More investment needed for resilience — New IFAD head

Alvaro Lario, the new Head of International Fund for Agricultural Development

THE current global food crisis could become a regular occurrence, if measures are not taken to boost the resilience of small farms, the new head of the International Fund for Agricultural Development (IFAD), Alvaro Lario, has warned.

He said an investment towards the resilience of smallholder farmers could greatly help to improve food productivity, improve their livelihoods and not leave them at the mercy of external shocks.

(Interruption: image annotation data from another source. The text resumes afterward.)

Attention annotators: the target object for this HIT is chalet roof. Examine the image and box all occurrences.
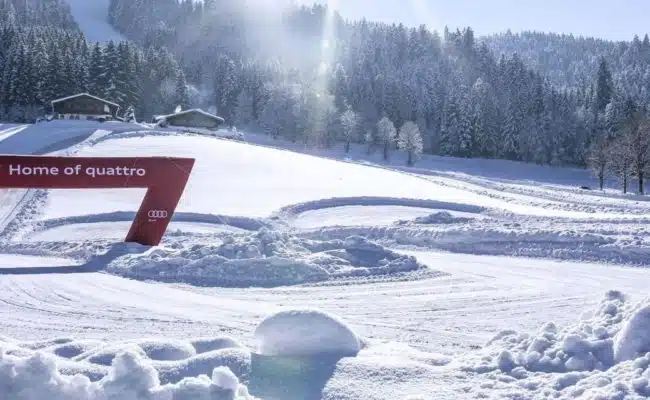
[52,93,120,108]
[154,108,226,123]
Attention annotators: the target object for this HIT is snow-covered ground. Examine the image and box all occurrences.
[0,121,650,399]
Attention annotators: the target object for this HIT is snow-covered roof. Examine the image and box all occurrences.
[52,93,120,108]
[155,108,226,123]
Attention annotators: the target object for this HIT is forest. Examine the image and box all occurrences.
[0,0,650,186]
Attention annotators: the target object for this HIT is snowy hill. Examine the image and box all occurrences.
[66,0,125,42]
[0,121,650,399]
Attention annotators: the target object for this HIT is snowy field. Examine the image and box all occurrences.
[0,121,650,400]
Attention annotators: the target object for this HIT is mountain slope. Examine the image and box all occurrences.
[66,0,124,42]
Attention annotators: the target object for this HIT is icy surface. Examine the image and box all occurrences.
[255,310,361,357]
[0,121,650,400]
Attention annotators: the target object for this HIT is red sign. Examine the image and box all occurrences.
[0,155,194,246]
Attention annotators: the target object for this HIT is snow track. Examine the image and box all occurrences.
[0,252,650,353]
[0,121,650,399]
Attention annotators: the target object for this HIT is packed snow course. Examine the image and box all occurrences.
[0,121,650,399]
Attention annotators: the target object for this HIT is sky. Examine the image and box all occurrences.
[300,0,650,40]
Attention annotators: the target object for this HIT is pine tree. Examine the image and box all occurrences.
[397,121,422,165]
[594,58,614,114]
[377,117,397,161]
[174,68,190,110]
[88,43,108,96]
[588,138,611,190]
[341,106,359,153]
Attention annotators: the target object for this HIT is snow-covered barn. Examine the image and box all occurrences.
[52,93,120,121]
[154,108,226,130]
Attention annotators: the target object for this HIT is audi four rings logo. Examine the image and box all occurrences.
[147,210,169,219]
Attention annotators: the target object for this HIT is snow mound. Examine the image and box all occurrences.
[397,211,473,225]
[459,291,650,400]
[255,310,361,357]
[0,351,253,400]
[106,228,425,287]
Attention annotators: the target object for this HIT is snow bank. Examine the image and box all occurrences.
[397,211,473,225]
[255,310,361,357]
[106,228,425,287]
[459,291,650,400]
[0,351,253,400]
[310,214,650,266]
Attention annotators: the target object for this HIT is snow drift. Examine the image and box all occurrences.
[460,291,650,400]
[0,350,253,400]
[106,228,426,287]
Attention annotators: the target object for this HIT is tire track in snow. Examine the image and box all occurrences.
[0,252,650,353]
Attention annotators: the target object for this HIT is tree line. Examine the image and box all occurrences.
[0,5,188,122]
[588,101,650,194]
[0,0,646,170]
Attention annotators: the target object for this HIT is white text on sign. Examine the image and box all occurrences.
[9,164,147,178]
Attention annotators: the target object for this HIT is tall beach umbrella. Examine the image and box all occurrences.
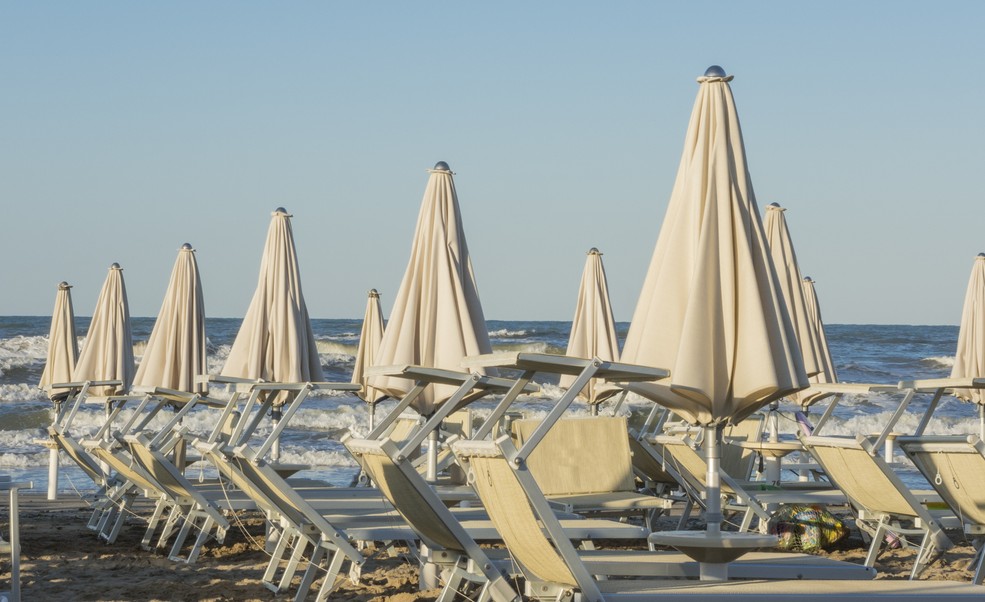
[791,276,838,408]
[38,282,79,400]
[763,203,821,376]
[372,161,492,415]
[222,207,323,384]
[38,282,79,500]
[622,66,807,556]
[72,263,134,395]
[352,288,387,430]
[951,253,985,406]
[133,243,207,393]
[559,247,619,412]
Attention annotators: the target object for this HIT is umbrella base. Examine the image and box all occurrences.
[649,531,777,581]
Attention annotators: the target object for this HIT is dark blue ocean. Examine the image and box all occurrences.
[0,316,978,491]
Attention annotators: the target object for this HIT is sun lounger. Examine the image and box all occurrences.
[452,436,892,600]
[896,435,985,584]
[803,436,952,579]
[648,435,847,531]
[512,416,678,530]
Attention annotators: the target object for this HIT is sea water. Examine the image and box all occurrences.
[0,316,979,492]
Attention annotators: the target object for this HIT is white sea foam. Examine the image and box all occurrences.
[0,336,48,359]
[921,355,954,368]
[0,383,48,403]
[493,342,564,353]
[315,339,357,358]
[280,446,358,467]
[489,328,527,339]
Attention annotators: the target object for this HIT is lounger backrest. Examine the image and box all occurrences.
[804,437,922,517]
[513,417,635,496]
[897,435,985,525]
[460,442,577,587]
[353,440,466,552]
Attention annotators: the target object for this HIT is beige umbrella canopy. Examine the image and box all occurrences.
[38,282,79,399]
[72,263,134,395]
[622,67,807,425]
[791,277,838,408]
[558,247,619,405]
[951,253,985,405]
[222,207,323,383]
[622,65,807,552]
[133,243,207,393]
[763,203,821,376]
[372,161,492,415]
[352,288,387,408]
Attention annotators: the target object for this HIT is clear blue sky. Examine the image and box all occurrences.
[0,2,985,324]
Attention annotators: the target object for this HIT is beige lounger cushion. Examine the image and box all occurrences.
[513,417,635,497]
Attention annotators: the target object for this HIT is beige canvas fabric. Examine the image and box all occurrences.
[361,453,465,552]
[951,253,985,404]
[72,263,134,395]
[622,69,807,424]
[469,456,577,587]
[352,288,386,404]
[791,278,838,407]
[38,282,79,397]
[133,243,208,393]
[513,417,636,496]
[558,248,619,403]
[222,208,323,383]
[763,203,821,377]
[904,436,985,525]
[370,162,492,415]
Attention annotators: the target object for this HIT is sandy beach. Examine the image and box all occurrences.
[11,494,974,602]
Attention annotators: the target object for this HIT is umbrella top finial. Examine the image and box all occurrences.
[705,65,725,77]
[698,65,732,84]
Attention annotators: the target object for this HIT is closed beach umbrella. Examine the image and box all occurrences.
[133,243,207,393]
[559,248,619,407]
[72,263,134,395]
[622,66,807,538]
[791,277,838,408]
[352,288,387,430]
[372,161,492,415]
[222,207,323,383]
[38,282,79,399]
[951,253,985,405]
[763,203,821,376]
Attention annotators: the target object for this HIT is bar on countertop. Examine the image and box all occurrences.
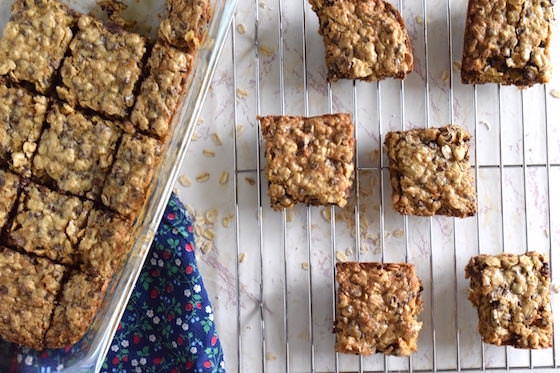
[259,113,354,210]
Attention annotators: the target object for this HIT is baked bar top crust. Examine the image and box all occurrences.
[0,82,48,176]
[461,0,554,87]
[33,104,120,199]
[131,43,192,138]
[0,247,65,350]
[57,15,146,117]
[77,210,133,278]
[101,134,162,217]
[385,125,476,217]
[0,170,19,231]
[45,272,108,348]
[8,184,92,264]
[259,114,354,210]
[465,252,553,348]
[0,0,74,93]
[335,262,422,356]
[159,0,212,53]
[310,0,414,81]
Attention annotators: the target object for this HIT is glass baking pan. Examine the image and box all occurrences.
[0,0,237,373]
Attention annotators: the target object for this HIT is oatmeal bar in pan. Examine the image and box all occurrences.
[310,0,414,81]
[0,246,65,350]
[33,104,121,199]
[259,114,354,210]
[0,80,48,176]
[131,43,193,138]
[335,262,422,356]
[57,15,146,118]
[465,252,552,348]
[461,0,554,87]
[0,0,75,93]
[385,125,476,217]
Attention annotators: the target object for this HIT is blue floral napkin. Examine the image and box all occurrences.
[0,194,225,373]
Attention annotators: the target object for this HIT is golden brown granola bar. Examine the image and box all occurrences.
[385,125,476,217]
[0,247,65,350]
[0,0,75,93]
[57,15,146,117]
[45,272,108,348]
[101,134,162,217]
[461,0,554,87]
[77,209,133,278]
[0,81,48,176]
[309,0,414,81]
[159,0,212,53]
[131,43,192,138]
[335,262,422,356]
[8,184,92,264]
[465,252,552,348]
[0,170,20,231]
[33,104,121,199]
[259,114,354,210]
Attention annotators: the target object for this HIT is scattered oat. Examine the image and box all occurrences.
[235,88,249,98]
[222,215,233,228]
[205,209,218,224]
[212,132,223,146]
[336,250,348,262]
[196,172,210,183]
[453,61,461,71]
[239,253,247,263]
[259,45,274,57]
[393,229,404,238]
[321,207,331,221]
[478,120,490,131]
[179,175,192,187]
[219,171,229,185]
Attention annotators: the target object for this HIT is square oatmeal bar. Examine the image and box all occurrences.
[0,247,65,350]
[385,125,476,217]
[131,43,192,138]
[33,104,121,199]
[259,114,354,210]
[465,252,552,348]
[310,0,414,81]
[101,134,162,217]
[461,0,554,87]
[0,170,20,231]
[0,0,75,93]
[45,271,108,348]
[57,15,146,117]
[335,262,422,356]
[159,0,212,53]
[0,81,48,176]
[8,184,92,264]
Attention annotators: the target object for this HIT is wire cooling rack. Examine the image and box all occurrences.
[219,0,560,372]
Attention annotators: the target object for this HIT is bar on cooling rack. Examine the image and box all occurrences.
[0,247,65,350]
[465,252,552,348]
[309,0,414,81]
[259,113,354,210]
[385,125,476,217]
[335,262,422,356]
[0,0,75,93]
[461,0,554,87]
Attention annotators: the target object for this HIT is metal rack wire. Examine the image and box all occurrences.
[226,0,560,372]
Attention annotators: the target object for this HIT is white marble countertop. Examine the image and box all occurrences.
[177,0,560,372]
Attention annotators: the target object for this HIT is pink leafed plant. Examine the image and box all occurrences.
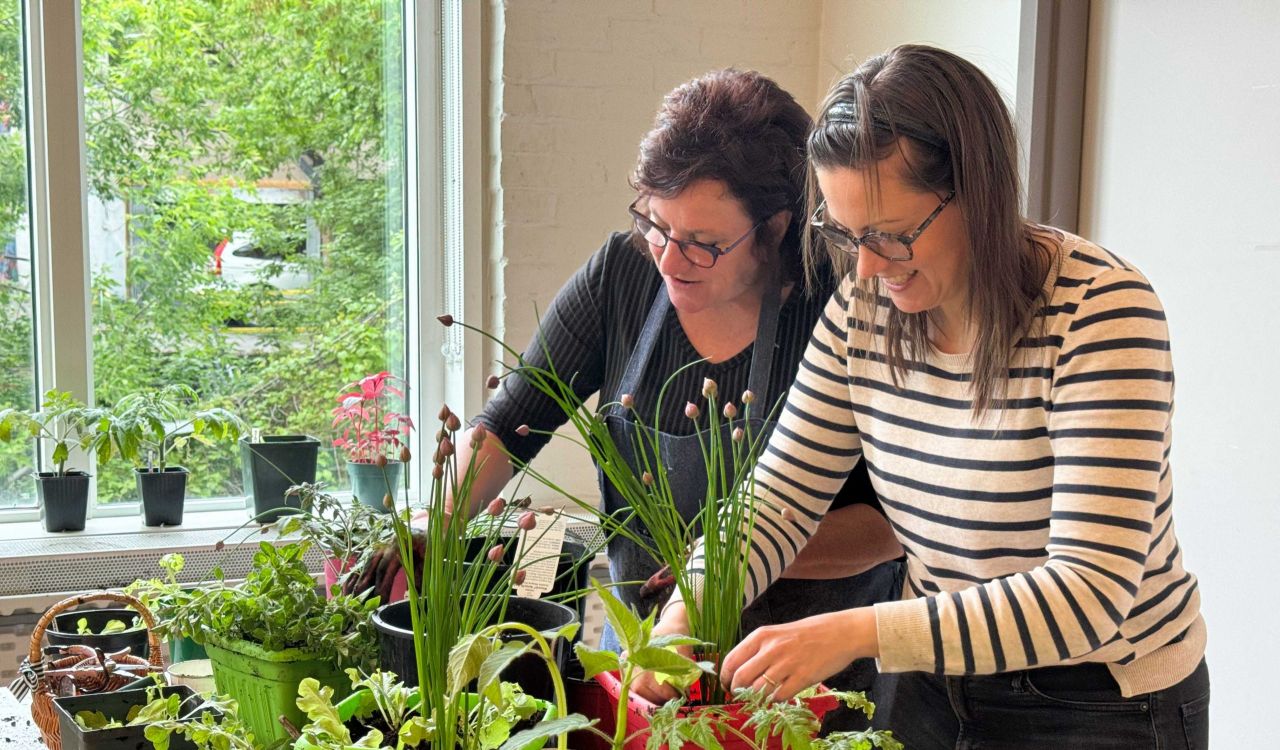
[333,371,413,463]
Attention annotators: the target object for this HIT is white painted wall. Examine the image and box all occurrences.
[1080,0,1280,747]
[486,0,1019,497]
[813,0,1021,106]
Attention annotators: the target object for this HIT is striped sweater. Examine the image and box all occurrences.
[690,229,1204,695]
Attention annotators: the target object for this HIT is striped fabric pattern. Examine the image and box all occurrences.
[691,230,1203,691]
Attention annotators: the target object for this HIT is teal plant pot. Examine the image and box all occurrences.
[347,461,404,513]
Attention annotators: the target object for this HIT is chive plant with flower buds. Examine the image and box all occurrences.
[450,316,764,703]
[385,407,583,750]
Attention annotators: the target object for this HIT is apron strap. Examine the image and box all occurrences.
[613,283,671,408]
[747,276,782,408]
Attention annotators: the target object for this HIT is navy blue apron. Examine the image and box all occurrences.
[596,277,780,616]
[596,284,902,701]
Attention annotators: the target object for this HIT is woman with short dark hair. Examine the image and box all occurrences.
[440,70,901,706]
[641,46,1210,750]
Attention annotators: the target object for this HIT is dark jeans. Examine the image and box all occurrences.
[873,660,1208,750]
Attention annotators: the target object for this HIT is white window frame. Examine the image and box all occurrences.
[0,0,485,527]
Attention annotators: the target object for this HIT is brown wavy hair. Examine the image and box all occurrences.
[804,45,1055,416]
[631,68,813,280]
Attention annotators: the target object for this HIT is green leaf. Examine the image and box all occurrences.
[297,677,351,745]
[591,578,644,651]
[76,710,116,731]
[573,642,622,680]
[499,714,595,750]
[142,724,173,750]
[449,634,493,694]
[476,641,534,703]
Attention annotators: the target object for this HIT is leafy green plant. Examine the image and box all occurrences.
[389,407,593,750]
[575,581,902,750]
[76,617,142,635]
[152,540,378,668]
[442,316,776,703]
[0,390,110,476]
[573,580,716,750]
[99,384,244,471]
[73,674,257,750]
[124,552,193,640]
[280,484,394,586]
[298,623,594,750]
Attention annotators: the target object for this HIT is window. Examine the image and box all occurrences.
[0,0,480,530]
[82,0,404,503]
[0,0,36,508]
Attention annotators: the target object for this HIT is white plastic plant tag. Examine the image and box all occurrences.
[516,511,567,599]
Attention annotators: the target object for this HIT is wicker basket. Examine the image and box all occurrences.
[19,591,164,750]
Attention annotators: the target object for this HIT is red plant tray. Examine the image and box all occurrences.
[595,672,840,750]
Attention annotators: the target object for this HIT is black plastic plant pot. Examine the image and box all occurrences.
[45,607,151,659]
[36,471,88,531]
[54,685,223,750]
[374,596,577,700]
[133,466,187,526]
[239,435,320,523]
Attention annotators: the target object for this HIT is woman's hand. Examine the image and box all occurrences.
[631,602,694,705]
[721,607,879,700]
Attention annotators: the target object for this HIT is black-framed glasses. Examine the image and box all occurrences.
[809,191,956,261]
[627,196,769,269]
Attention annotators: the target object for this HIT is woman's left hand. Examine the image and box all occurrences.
[721,607,879,700]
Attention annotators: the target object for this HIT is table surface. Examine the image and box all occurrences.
[0,687,45,750]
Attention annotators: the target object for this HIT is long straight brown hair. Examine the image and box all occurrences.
[804,45,1055,417]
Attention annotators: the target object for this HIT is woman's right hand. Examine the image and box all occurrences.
[631,602,694,705]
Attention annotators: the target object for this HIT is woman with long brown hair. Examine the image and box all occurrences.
[643,46,1208,749]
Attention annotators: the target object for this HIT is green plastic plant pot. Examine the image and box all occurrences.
[205,629,351,745]
[45,607,151,659]
[347,461,403,513]
[293,687,558,750]
[169,636,209,664]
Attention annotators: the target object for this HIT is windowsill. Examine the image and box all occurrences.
[0,508,267,542]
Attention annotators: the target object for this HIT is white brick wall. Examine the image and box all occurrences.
[486,0,1018,498]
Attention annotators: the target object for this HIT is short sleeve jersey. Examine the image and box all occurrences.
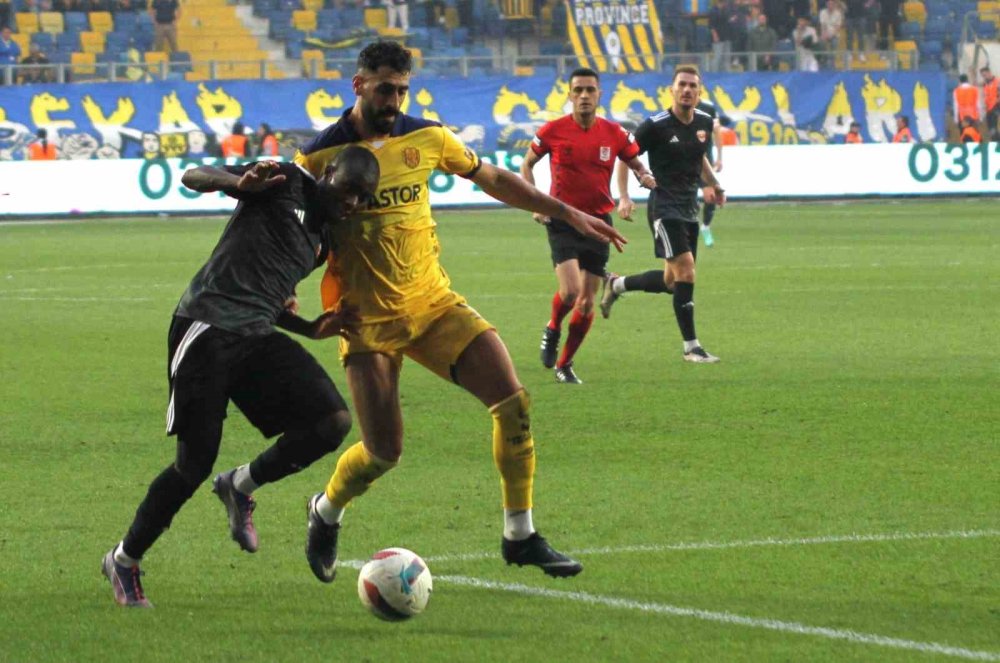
[531,115,639,216]
[175,163,324,336]
[635,109,713,223]
[295,109,482,322]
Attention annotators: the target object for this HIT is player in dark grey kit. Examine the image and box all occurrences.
[695,99,729,246]
[601,66,725,364]
[102,147,379,607]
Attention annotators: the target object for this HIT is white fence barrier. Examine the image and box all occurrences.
[0,143,1000,218]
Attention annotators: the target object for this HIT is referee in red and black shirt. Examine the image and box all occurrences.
[521,69,656,384]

“Resilient means that when you have a shock to your income – like currently, with inflation – when you have a shock coming from extreme climate, you’re not going to fall from the brink of poverty into poverty or food insecurity,” Mr Lario said in media release on his first day in office.

In his first week on the job, the new head of the UN’s agricultural finance fund admits he has no small task ahead, and warned that the current food crisis, exacerbated by the war in Ukraine, would happen again – and soon – unless world leaders addressed decades of underinvestment in how food was grown and delivered.

More investment

He said hundreds of billions of dollars was needed to be directed towards small farms by investing in water and soil conservation, offering low-interest loans, access to markets, and boosting productivity.

“What we’re seeing is that they are currently not even able to actually produce their own food, many of them have to sell their assets … because they don’t have enough to feed themselves.”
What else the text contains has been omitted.